More than anything, I value them for their great humanity, their understanding of the power of poetry to celebrate the importance of lives lost to history, tough work or a duff education system. To appropriate the ending of a wonderfully moving poem about a nurse, these poems, coming as they do out of the best motivations and the deepest artistic rigour, are The Real Thing.”
Winner of The Costa Award for Poetry
This is a fresh, nuanced and humane collection of poems with its eye and ear to the world – to the world of work in particular, and to the craft of survival. It is a wonderful and generous book. The poems welcome you in and hold your attention with their deftness, attentiveness and joy-in-making.
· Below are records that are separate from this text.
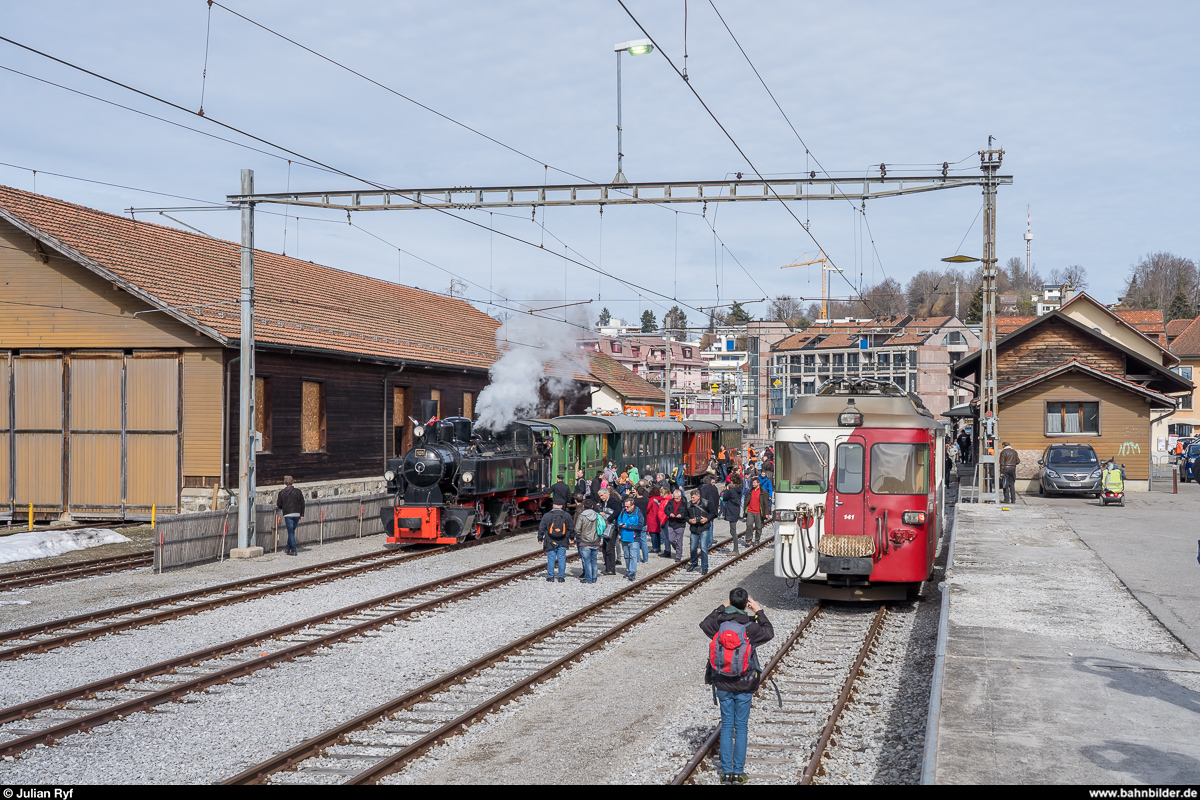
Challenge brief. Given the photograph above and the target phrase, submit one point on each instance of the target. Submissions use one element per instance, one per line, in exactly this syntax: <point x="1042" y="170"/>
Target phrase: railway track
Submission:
<point x="815" y="671"/>
<point x="23" y="578"/>
<point x="45" y="720"/>
<point x="70" y="630"/>
<point x="388" y="738"/>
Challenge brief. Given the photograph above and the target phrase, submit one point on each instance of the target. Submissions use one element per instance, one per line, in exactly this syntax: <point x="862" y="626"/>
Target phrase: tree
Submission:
<point x="1180" y="308"/>
<point x="1157" y="278"/>
<point x="675" y="319"/>
<point x="885" y="299"/>
<point x="738" y="316"/>
<point x="785" y="310"/>
<point x="975" y="310"/>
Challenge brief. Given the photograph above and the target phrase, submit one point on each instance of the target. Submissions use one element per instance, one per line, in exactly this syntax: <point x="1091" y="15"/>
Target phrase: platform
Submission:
<point x="1053" y="671"/>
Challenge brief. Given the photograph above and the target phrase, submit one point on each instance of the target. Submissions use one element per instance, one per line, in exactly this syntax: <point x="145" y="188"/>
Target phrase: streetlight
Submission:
<point x="639" y="47"/>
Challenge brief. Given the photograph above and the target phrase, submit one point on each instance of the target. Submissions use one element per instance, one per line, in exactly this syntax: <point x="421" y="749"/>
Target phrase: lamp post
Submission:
<point x="639" y="47"/>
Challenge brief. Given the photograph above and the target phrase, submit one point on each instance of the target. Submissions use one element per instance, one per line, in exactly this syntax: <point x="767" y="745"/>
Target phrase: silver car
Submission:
<point x="1069" y="469"/>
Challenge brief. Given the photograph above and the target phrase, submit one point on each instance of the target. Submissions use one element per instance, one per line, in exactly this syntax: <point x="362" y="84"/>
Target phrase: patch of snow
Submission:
<point x="40" y="545"/>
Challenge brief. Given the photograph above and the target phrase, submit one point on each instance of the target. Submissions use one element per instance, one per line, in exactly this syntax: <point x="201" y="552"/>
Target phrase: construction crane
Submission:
<point x="826" y="269"/>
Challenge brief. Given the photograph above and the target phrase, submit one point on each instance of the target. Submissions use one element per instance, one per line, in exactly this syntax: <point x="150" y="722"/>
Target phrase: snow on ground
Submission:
<point x="40" y="545"/>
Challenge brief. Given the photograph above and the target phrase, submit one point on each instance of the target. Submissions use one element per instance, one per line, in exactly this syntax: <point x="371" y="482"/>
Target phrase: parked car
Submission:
<point x="1069" y="468"/>
<point x="1188" y="462"/>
Winner of The Ted Hughes Award
An example poem… which to choose?!! … well… after the above from Jonathan Edwards:
How wonderful you are, bursting late
into this waiting room of politeness and fear
with its Hello/Country Life fantazines,
discreet fliers (‘How to Stay Positive’),
help groups, homeopathic diets
and Chapel “just along the corridor”
without apology showing everyone
with a ‘TA-DA!’ whisk of your ocelot
the ladder running up your inside thigh
announcing without tact or holdback
in a half Brummie half Jamaican accent
how lucky it was you wore knickers today,
taking by the hand one by one
the women in not quite convincing wigs
or bald as an egg or surreal woollen hats
towards what you call your ‘milking parlour’,
talking nineteen to the dozen so they hardly notice
being rigged up to the poison drips,
talking nineteen to the dozen about the daughter
you left (late again) at her first school,
managing even among the moon-faced
and eyebrowless to raise a smile,
fitting the needle so they hardly notice
how difficult it is now to find a vein.
In this palace of fake cheerfulness
with its wipe clean smiles and flower prints
and a chaplain who asks if there is anything
all morning I hear naughty laughter
billowing out from behind the screens
and think: yes, you are The Real Thing.